US evolutionary biologists have studied the brutal politics of a string of English monarchs spanning three centuries, from Edward III to Elizabeth I. They found that the monarchs never killed so many rivals in their families that they compromised the genetic legacy of their kin.
Henry IV and Henry VIII each executed five of their cousins. Elizabeth I killed three. The worst monarchic killer was Edward IV, who had his own brother, George, the duke of Clarence, and five cousins, among them Henry VI and Edward, prince of Wales, disposed of.
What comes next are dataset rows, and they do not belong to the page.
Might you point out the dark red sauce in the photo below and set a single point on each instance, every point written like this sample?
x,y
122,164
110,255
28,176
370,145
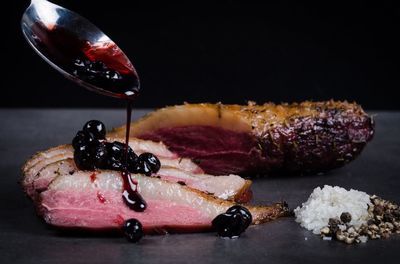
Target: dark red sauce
x,y
102,65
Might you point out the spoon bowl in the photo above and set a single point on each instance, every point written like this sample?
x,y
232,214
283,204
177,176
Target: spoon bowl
x,y
79,50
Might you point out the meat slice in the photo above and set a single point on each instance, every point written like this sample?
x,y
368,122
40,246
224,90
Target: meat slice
x,y
43,167
260,139
87,201
41,159
229,187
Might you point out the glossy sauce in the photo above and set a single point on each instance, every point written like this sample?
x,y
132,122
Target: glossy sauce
x,y
103,65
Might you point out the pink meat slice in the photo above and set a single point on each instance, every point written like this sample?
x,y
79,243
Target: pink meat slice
x,y
40,160
230,187
83,201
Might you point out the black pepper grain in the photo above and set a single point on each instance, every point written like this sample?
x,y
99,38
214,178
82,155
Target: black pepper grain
x,y
345,217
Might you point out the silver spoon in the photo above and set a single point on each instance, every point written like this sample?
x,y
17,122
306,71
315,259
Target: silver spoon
x,y
79,50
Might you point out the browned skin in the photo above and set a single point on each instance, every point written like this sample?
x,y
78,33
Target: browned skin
x,y
291,138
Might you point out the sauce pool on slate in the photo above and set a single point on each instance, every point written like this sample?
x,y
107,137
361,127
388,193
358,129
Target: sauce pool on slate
x,y
102,65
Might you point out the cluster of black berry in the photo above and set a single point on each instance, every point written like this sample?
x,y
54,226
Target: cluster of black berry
x,y
91,70
232,223
92,151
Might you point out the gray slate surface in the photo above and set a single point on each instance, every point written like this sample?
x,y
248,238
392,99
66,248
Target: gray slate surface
x,y
26,239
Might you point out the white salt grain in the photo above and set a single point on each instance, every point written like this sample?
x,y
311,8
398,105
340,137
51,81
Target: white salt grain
x,y
331,202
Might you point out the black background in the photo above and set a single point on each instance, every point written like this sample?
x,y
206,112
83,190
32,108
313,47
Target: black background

Researchers suspected that lust for the throne might have led kings and queens to violate an evolutionary law known as Hamilton's rule, which states that within a family group the survival of individuals is less important than the survival of close relatives sharing genes. In other words, a king who executed two brothers would, in effect, cancel out his own genetic legacy.
But analysis of kinship ties among the victims, reported in the latest edition of New Scientist, suggests this never happened. Henry VIII's victims were the equivalent of a third of his genes; Elizabeth's, about an eighth. Even Edward IV slaughtered the equivalent of only two-thirds of his genes.
"I was astounded," said Dr McCullough. "We thought that at least two or three would violate [Hamilton's rule] because some very close relatives were killed."
Hamilton's rule, named after the late evolutionary biologist William Hamilton, was devised as an explanation for altruistic behaviour among animals. But it also explains how genetic traits can be passed on from generation to generation even amid mutual aggression and rivalry.
Since the royal family is not a species, however, their restraint in killing each other has not necessarily had anything to do with their success compared with other human beings. Britain's royal family has almost become extinct on several occasions since the reign of Elizabeth I, and has been restocked with imports.